In more detail, first, a pCDFJ23 vector (2.3kb) was constructed to express the Dld enzyme. In the pCDFH23 vector, a DNA fragment containing two T7 promoters was cut with XbaI/XhoI in pCDFDuet ^TM -1 (Novagen Co., USA, 3.7kb), and constitutively expressed J23101 and J23108 promoters were placed at the XbaI/XhoI recognition site. inserted. The size of the inserted DNA fragment is 328 bp (SEQ ID NO: 33). For J23101 and J23108 promoter insertion, XbaI / XhoI recognition site added primer [5'-TAC TGA ACC GCT CTA GAT TTA CAG CTA GC -3' (SEQ ID NO: 34), 5'-CTT TAC CAG ACT CGA GTT CGA AGA CGT CA-3' (SEQ ID NO: 35)] was used.

Aerobic lactate dehydrogenase (D-lactate dehydrogenase) gene ( dld ) gene was inserted into the NcoI/SbfI recognition site of the prepared CDFJ23 vector. Aerobic lactate dehydrogenase (D-lactate dehydrogenase) gene ( dld ) To isolate the gene, the total DNA of E. coli K-12 MG1655 was extracted, and based on the dld gene sequence (Genbank ID 946653; SEQ ID NO: 38), NcoI Primer containing /Sbfl recognition site [5'-TCT GAC CCA TGG ATG TCT TCC ATG ACA ACA-3' (SEQ ID NO: 36), 5'-TGT CGA CCT GCA GGT TAC TCC ACT TCC TGC CA-3' (SEQ ID NO: 36) No. 37)], and PCR was performed using the extracted total DNA as a template. The obtained PCR product was electrophoresed to confirm a 1.7 kb gene fragment corresponding to the dld gene, and the dld gene was obtained.

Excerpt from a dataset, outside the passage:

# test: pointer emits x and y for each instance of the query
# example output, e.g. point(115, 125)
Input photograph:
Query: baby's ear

By inserting the dld gene into the pCDFJ23 vector, pCDFJ23- dld (4.1kb; see FIG. 3) was prepared.

2.3. 2- hydroxybutyrate -3- hydroxybutyrate Recombinant strain production for copolymer production

E. coli XL1-blue (Stratagene, USA), ldhA -deleted E. coli mutant E. coli XL1-Blue ( ΔldhA ) prepared in Example 2.1, and E. coli mutant E. coli XL1-Blue (+ dld ) prepared in Example 2.2 ) and E. coli XL1-Blue ( ΔldhA :: dld ) were transformed by electroporation using the recombinant vector pPs619C1249.18H-CPPCT540 prepared in Example 1.2, respectively, to prepare 2HB-3HB copolymer A recombinant strain was prepared.

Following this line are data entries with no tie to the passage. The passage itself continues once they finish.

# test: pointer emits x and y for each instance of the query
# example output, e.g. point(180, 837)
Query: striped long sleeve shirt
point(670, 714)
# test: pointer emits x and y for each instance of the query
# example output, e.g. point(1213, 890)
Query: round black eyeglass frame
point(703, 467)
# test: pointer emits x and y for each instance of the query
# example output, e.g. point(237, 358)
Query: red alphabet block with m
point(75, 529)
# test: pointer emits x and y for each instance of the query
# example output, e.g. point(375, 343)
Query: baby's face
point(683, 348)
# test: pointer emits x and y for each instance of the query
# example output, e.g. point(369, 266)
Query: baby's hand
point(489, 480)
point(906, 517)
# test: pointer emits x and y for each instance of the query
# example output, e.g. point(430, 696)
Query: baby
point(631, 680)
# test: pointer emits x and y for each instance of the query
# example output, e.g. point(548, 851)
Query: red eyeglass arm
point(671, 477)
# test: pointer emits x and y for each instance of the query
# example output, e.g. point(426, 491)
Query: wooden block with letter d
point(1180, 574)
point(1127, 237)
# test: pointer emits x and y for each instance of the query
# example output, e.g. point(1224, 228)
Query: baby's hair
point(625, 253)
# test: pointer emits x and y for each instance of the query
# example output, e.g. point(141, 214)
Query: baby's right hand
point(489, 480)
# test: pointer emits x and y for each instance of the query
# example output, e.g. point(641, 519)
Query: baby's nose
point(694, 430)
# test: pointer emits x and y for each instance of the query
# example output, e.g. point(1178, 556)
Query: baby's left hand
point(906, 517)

Example 3. Preparation of 2-hydroxybutyrate-3-hydroxybutyrate copolymer

3 mL of LB medium [Bacto ^TM Triptone (BD) 10 g / L, Bacto ^TM yeast extract (BD) 5 g / L, NaCL ( amresco) 10 g/L] for 12 hours prior to incubation (seed culture).

100 ml of the obtained pre-culture solution was mixed with 100 mg/L of ampicillin, 2-hydroxybutyrate (2HB) 0.5 g/L or 1 g/L, 3-hydroxybutyrate (3HB) 0.5 g/L or 1 g/L, glucose 20 g/L and 100 ml MR medium additionally containing 10 mg/L of thiamine (Glucose 10 g, KH ₂ PO ₄ 6.67 g, (NH ₄ )2HPO _{4 4} g, MgSO ₄ .7H ₂ O 0.8 g, citric acid 0.8 g per 1 L of medium, and trace metal solution 5mL; Here, trace metal solution is 5mL of 5M HCl per 1L, FeSO ₄ 7H ₂ O 10 g, CaCl _{2 2} g, ZnSO ₄ 7H ₂ O 2.2 g, MnSO ₄ 4H ₂ O 0.5 g, CuSO ₄ 1 g 5H ₂ O, (NH ₄ )6Mo ₇ O ₂ 4H ₂ O 0.1 g, and Na ₂ B ₄ O ₂ 10H ₂ O containing 0.02 g), the main culture was performed while stirring at 30 ° C. at 250 rpm for 4 days.

The culture solution was centrifuged at 4°C and 4000 rpm for 10 minutes to recover the cells, washed twice with a sufficient amount of distilled water, and then dried at 80°C for 12 hours. After quantifying the removed cells, chloroform was used as a solvent at 100° C. and reacted with methanol under a sulfuric acid catalyst. At room temperature, distilled water in a volume equivalent to half that of chloroform was added and mixed, and then left to stand until separated into two layers. Among the two layers, the chloroform layer in which the methylated polymer monomers were dissolved was collected, and the polymer composition was analyzed by gas chromatography (GC). As an internal standard, benzoate was used. The GC analysis conditions used at this time are shown in Table 1 below.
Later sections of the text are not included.